All eyes are on Jay as central bankers converge on Jackson Hole. The market has been angsty enough to shake out the most leveraged players, as big hands trimmed positions sitting near all-time highs. But nothing has really been decided yet, despite a -2% move in SPY driven by the narrative that AI companies are in bubble territory. Bubble or not, VIX at 17 hardly looks concerned about what the month ahead might bring. Then again, best to revisit that view in 24 hours.
Jackson Hole is a stage Powell has often used for his sternest economic commentary. And if there is one thing we know (and will miss) about the future ex-Chairman, it is that he choreographs his messages carefully, leaving little doubt about the intended path of monetary policy.

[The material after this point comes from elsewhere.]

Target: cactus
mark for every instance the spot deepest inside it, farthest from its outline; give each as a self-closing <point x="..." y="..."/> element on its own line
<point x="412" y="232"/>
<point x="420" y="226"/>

While we wait, today we step outside the equity asset class and look at URA, the uranium ETF—a product that offers exposure to the uranium theme and to companies engaged in mining it.
Let’s take a look.
The context
URA has had a strong year so far as we head into the final four months—up almost 30%. If not for a modest summer pullback, it could be flashing something closer to +40% by now.
Investor enthusiasm around uranium is tied to its potential role in the green transition. One striking example: tech CEOs openly considering smaller, yet powerful, reactors attached to their data centers to aid cooling. But that vision comes with risks. The road from concept to reality is paved with obstacles, particularly on the legislative side. And as uranium prices pulled back from their summer highs, URA’s performance naturally stalled.
Against that backdrop, it is no surprise to see realized volatility picking up over the past few weeks.
After a brief dip below 30%, annualized realized volatility is now back in the middle of its two-year range, around 35%. The notable point is how stable realized volatility has been: it rarely pushes above 40 despite wild geopolitical headlines, and it is just as rare to see it stay below 30 for long.
That stability is useful. Forecasts become more reliable when realized volatility is anchored. Right now, as expected, our best projection lines up almost perfectly with the current 30-day realized volatility.
In other words: more of the same, despite the constant noise about the Fed, rate cuts, or the state of the economy. Of course, forecasts are only forecasts. If geopolitics truly spun out of control over the next few days, or if serious U.S. recession fears pushed VIX above 22 for a sustained stretch, that would mark a regime change—and this chart would suddenly look very different.
Until then, we treat this tight prediction as something reliable enough to lean on for the rest of the analysis.